Gimini Criquet.

Tu te lèves un matin mon gars, et tu te rends compte que t'as 24 piges. 
T'ouvres péniblement un oeil, le deuxième suit par pur mimétisme et tu poses un regard douloureux sur ce qui t'entoure. Ta petite chambre modeste te fais de l'oeil, elle te fixe plus que tu ne la regarde. Tu te sens pouilleux et miséreux, et tu te demandes ce que t'as bien pu faire de ta vie. Tes chaussettes sales jonchent le sol, en vrac, t'attends que maman vienne les ramasser pour les laver. Tu jettes un coup d'oeil à l'étagère qui en porte bien plus sur ses épaules que toi. Les gros bouquins s'y disputent un peu d'espace, ils t'appellent pour que tu daignes les feuilleter. La seule feuille qui t'intéresse est celle dans laquelle tu vas rouler. 
Ton téléphone, un iPhone, forcément, ne te sers qu'à regarder l'heure. Plus personne n'a envie de perdre de temps avec toi, le temps courre et toi tu coules mais sache, jeune homme, que l'iphone n'est pas waterproof.
Ainsi débute ta piètre journée. Après avoir déjeuné et grillé ta première clope, tu te douches et t'y passes de longues minutes. Si pour certains, il s'agit d'un moment de réflexion intense, pour d'autres, le lieu de naissance d'un imaginaire exalté, pour toi, il ne représente qu'une corvée, qu'une tâche à accomplir. Parfois, dans un instant d'égarement, tu te demandes comment tu as bien pu en arriver là. Tu fouilles, tu cherches, tu te questionnes, mais tu ne trouve pas la réponse.
Moi, ta conscience, celle qui te souffles à l'oreille ce que tu devrais faire, moi, que tu étouffes par les volutes de fumée qu'exhale ta bouche, je crie, je peine, je t'interpelles, mais tu m'ignores.
La vérité est simple. Tu n'es bon à rien.
Plus jeune, tu brillais en société, tu étais une petite étoile montante. Ton 3310 s'excitait toutes les 10 minutes, ton 3310, ton Hermès, faisait de toi un dieu, un Zeus. Aujourd'hui, dans ta tour d'ivoire, tu n'es qu'une Raiponce isolée, qu'une princesse que le monde effraie. Si mes références sont mythologiques et fantastiques, rappelle toi juste que ta vie, elle, n'a rien de féerique.

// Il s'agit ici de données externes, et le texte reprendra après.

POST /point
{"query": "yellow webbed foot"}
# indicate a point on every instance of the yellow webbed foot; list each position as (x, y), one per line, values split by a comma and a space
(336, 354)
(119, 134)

Ecoute moi, jeune homme. Ecoute attentivement. Lève toi, quitte cette chaise, éteins cette clope et deviens quelqu'un de bien. Oublie tes salopes car la vie file comme la toile de Pénélope. Oublie ton passé, tes heures de gloire, et avance. Construis, bâtis, tu es jeune, rien n'es perdu, ta volonté est là, soigneusement cachée sous toutes ces couches de méchanceté.
Cesse de balayer d'un revers de la main mes paroles aussi précieuses que cette poudre que tu renifles avec délice.
Moi, ton Gimini Criquet, je vaux mieux que ça, je vaux mieux qu'un scélérat. Je travaille dur tu sais. Je parle, je suis bavard, j'aimerais t'écouter, mais tu n'as rien à dire. Ta vie se résume à si peu de choses et rien n'est assez bien pour toi. Toi, es-tu assez bien pour quoi que ce soit? L'exigence repose sur la réciprocité et tu n'auras des résultats que si tu es à la hauteur. Sans cela, tu ne t'élèveras pas plus  que ton voisin au chômage depuis une éternité.
Tu sais quoi, mon gars? Rend moi un service. Un seul. Tire toi une balle et laisse ta conscience, moi, cette entité au prix incalculable me diriger vers une âme plus intéressante; des âmes qui rament et qui pleurent une vie qu'ils n'auront jamais, faute de moyens. Licencie moi, je t'implore. Laisse-moi partir, par pitié. Fais seulement une bonne chose dans ta vie. Une seule. Disparais.